L’Immigration and Customs Enforcement (ICE) des États-Unis déploie activement des outils d’intelligence artificielle (IA) développés par Palantir pour analyser et résumer les conseils soumis via son formulaire public en ligne. Un inventaire récemment publié par le Département de la Sécurité intérieure (DHS) révèle que l’agence a commencé à utiliser ce service « AI Enhanced ICE Tip Processing » en mai 2025. Le système est conçu pour accélérer les enquêtes en identifiant rapidement les cas urgents et en traduisant les soumissions dans une langue autre que l’anglais.
L’IA génère des résumés « BLUF » – jargon militaire signifiant « résultat net dès le départ » – fournissant aux enquêteurs un aperçu concis des informations reçues. Le DHS déclare que l’outil réduit l’effort manuel requis pour catégoriser les soumissions, rationalisant ainsi les opérations ICE. Les modèles utilisés sont des modèles de langage étendus (LLM) disponibles dans le commerce, formés sur des ensembles de données publics, sans formation supplémentaire spécifique à l’agence. Cela signifie que l’IA fonctionne uniquement sur les informations existantes, sans ajustement personnalisé à l’aide des données ICE.
Le rôle de longue date de Palantir au sein d’ICE
Palantir est un entrepreneur majeur de l’ICE depuis 2011, fournissant des outils analytiques pour l’application des lois. Cette nouvelle intégration de l’IA marque le premier exemple publiquement connu de Palantir traitant des soumissions de lignes de signalement pour l’agence. Le travail a été mentionné dans un paiement de 1,96 million de dollars en septembre 2025 pour modifier le système de gestion des cas d’enquête (ICM), une version de la plate-forme Gotham de Palantir, pour inclure une « suite de lignes de dénonciation et de pistes d’enquête ». L’outil peut être une mise à jour du FALCON Tipline existant, utilisé depuis environ 2012.

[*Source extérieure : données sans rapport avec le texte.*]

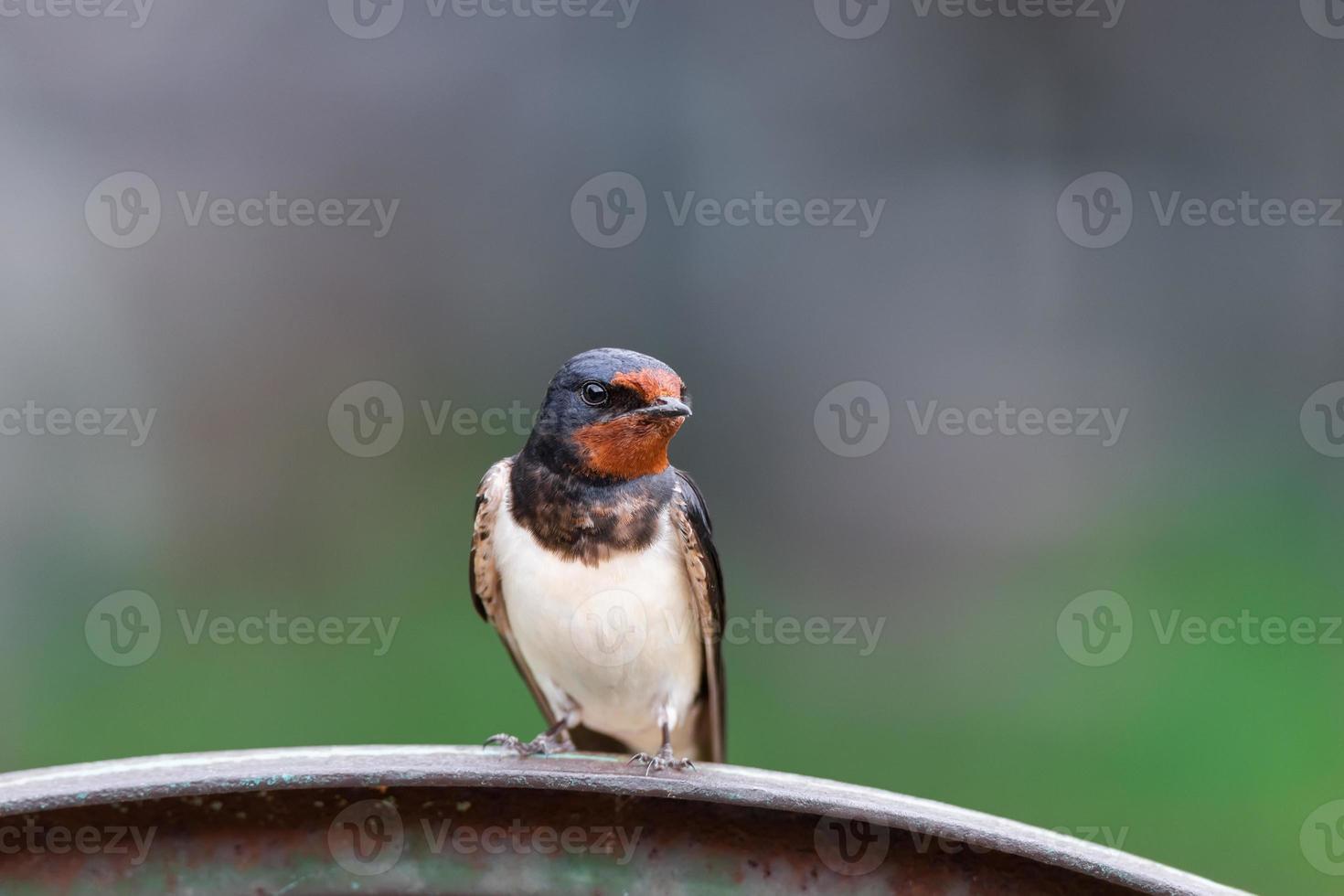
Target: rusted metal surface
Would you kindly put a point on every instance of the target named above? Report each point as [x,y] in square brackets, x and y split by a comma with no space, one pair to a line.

La FALCON Tipline traite les informations provenant du public ou des forces de l’ordre concernant des « activités illégales présumées ». Les agents du HSI interrogent ensuite diverses bases de données avant de rédiger des rapports d’enquête et de renvoyer les cas aux bureaux concernés du DHS. On ne sait pas exactement dans quelle mesure ce processus est désormais assisté par l’IA, mais la mise en œuvre de l’outil suggère une évolution significative vers une analyse automatisée.
Préoccupations internes et expansion des outils d’IA
De récentes discussions internes chez Palantir, provoquées par une fusillade mortelle impliquant des agents fédéraux, montrent la pression des employés pour qu’ils abordent le rôle de l’entreprise dans l’application de l’ICE. La direction a répondu en mettant à jour le wiki interne de Palantir, défendant le travail comme améliorant « l’efficacité opérationnelle de l’ICE ». Le wiki met en évidence trois domaines clés : « Priorisation et ciblage des opérations d’application de la loi », « Suivi des auto-expulsions » et « Opérations liées au style de vie de l’immigration ».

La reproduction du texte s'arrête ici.